Now that is a nice beast to have in the house! And more especially that is a nice beast to breed in the house, to maintain, feed, shelter, and encourage.

When shall we be willing to face the simple fact that the preparation of food is not a suitable process for the home?

The vegetarian will say that if we eliminate meat all will be well; let him read again my tale of the Cabbage and the Bluebottle. But meat is unquestionably the worst of our food supply as far as flies are concerned. The fly delights in the voluminous cow, even while alive; thrives in her stable, makes free with her milk, and follows her from steak to soup with ceaseless interest.
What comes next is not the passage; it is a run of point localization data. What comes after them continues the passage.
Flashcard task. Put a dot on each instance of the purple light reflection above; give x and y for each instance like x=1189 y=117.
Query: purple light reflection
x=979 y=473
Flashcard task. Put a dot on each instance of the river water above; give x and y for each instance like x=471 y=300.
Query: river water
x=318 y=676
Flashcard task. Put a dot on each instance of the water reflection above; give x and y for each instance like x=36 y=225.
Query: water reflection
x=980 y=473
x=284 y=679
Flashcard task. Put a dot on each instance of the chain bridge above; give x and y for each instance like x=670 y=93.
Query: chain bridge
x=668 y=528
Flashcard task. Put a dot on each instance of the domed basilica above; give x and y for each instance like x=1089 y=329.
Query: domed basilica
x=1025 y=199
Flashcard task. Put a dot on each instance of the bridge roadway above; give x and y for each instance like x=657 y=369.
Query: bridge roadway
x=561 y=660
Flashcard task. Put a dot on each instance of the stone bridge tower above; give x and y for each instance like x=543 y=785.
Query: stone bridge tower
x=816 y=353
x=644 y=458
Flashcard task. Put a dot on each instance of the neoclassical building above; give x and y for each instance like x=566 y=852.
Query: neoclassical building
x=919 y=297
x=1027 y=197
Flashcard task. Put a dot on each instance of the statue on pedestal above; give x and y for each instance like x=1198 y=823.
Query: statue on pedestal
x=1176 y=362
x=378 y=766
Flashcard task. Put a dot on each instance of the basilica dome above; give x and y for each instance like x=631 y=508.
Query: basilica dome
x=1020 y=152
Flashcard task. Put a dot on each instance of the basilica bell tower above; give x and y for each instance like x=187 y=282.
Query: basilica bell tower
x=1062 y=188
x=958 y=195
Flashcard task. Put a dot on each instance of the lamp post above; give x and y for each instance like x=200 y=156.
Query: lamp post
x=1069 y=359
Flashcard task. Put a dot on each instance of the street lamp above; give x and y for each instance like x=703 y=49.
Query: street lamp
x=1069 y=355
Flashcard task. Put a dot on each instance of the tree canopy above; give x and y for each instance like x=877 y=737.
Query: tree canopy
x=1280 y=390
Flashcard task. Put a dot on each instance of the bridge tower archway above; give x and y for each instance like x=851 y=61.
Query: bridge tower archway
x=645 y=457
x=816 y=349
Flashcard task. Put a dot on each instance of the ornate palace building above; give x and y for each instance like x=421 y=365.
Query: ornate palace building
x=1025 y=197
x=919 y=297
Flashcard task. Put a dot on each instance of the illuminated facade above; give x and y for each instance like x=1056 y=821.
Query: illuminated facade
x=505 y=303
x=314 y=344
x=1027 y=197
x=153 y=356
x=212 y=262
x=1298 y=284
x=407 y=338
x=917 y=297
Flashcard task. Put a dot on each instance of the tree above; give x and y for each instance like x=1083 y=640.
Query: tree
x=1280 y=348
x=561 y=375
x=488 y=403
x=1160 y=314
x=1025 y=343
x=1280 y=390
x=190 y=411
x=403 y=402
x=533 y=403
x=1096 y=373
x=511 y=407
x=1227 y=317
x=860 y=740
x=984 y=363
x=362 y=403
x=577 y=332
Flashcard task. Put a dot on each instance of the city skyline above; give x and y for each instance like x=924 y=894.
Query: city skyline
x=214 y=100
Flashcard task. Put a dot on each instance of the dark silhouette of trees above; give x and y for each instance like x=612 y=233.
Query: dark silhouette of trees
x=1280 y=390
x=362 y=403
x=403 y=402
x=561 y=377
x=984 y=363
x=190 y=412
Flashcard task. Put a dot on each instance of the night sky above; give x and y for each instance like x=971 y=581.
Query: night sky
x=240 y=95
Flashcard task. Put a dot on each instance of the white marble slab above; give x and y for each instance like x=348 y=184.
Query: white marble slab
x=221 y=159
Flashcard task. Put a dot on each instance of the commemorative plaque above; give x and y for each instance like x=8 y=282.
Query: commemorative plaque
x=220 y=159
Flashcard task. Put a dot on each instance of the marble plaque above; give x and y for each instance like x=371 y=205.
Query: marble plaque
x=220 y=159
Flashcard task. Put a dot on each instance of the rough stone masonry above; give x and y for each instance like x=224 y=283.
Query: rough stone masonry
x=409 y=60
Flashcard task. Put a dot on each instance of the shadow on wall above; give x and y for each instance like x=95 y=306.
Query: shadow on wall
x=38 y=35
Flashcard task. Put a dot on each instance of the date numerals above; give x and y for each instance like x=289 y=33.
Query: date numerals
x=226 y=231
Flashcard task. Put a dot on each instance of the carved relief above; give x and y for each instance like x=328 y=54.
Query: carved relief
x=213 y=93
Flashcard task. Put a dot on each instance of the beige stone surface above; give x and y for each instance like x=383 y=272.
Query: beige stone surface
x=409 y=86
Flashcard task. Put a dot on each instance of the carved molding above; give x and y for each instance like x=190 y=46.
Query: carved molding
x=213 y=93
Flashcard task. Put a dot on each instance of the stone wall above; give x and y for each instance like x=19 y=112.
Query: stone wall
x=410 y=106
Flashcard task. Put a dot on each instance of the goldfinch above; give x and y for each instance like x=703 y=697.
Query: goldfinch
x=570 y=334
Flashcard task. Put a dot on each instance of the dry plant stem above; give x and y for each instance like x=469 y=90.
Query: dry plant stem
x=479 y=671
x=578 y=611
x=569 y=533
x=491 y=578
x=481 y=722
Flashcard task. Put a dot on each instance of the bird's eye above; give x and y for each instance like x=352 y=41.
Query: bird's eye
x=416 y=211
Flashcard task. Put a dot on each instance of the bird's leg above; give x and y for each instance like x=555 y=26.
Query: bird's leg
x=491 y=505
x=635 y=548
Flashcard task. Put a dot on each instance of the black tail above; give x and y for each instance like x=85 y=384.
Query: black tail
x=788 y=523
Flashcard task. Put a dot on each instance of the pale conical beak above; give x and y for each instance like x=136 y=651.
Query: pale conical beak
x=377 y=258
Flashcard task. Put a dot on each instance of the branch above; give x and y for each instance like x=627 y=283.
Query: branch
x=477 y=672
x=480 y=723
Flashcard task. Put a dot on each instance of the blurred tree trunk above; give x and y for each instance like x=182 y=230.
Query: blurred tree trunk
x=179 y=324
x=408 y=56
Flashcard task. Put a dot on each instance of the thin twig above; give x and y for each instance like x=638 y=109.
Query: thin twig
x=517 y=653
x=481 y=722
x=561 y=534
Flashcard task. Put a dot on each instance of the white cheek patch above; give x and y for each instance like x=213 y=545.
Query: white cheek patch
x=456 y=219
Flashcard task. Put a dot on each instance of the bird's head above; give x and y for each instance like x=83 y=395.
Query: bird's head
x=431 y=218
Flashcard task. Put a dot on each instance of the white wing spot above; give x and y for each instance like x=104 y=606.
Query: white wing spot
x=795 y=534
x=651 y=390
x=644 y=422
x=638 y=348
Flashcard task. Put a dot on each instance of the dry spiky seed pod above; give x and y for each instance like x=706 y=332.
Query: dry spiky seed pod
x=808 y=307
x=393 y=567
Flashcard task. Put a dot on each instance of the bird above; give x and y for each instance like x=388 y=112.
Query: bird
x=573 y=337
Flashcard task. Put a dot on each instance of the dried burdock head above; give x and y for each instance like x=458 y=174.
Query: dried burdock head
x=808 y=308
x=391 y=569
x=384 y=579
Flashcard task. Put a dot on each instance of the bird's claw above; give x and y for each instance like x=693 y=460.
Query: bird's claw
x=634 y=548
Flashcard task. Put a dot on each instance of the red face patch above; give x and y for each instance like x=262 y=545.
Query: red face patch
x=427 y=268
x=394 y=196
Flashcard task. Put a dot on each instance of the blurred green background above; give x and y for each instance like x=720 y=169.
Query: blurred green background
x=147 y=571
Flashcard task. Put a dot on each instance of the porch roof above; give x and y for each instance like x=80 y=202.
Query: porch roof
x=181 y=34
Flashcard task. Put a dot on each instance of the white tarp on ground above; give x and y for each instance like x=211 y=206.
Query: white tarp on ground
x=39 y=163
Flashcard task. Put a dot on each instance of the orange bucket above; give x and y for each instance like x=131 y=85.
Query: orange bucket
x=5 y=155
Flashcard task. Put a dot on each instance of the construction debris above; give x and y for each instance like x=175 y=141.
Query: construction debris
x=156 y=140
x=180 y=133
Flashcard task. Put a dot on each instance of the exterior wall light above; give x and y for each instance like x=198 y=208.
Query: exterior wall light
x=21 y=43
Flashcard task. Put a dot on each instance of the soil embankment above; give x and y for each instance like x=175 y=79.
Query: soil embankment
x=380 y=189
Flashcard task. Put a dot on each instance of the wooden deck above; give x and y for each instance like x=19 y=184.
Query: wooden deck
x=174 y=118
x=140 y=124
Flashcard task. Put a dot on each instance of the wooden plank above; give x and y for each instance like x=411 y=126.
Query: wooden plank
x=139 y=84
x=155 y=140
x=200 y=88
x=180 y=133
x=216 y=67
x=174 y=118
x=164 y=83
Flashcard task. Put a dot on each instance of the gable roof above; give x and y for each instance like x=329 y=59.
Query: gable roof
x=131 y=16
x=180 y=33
If we had no meat, no fish, no milk, no cheese, no butter, no eggs, we should reduce our bait a little; but there would still remain plenty of fly provender, and also the horses to bring it to our myriad doors.

Why not keep the food and leave out the fly?

Let us for once fairly face the possibility of a home without a kitchen.

Look at it—a real house, in no way different from any other house in front. But it does differ in the back—for it has no back! Its back is another front, just as pretty, just as dignified, just as clean. There is a dining-room in this house, cool, sweet, well-screened from passing, vagrant winged things, but that is all; no kitchen, no kitchen-sink, no raw meat coming in and garbage going out, no grease, no smell of frying.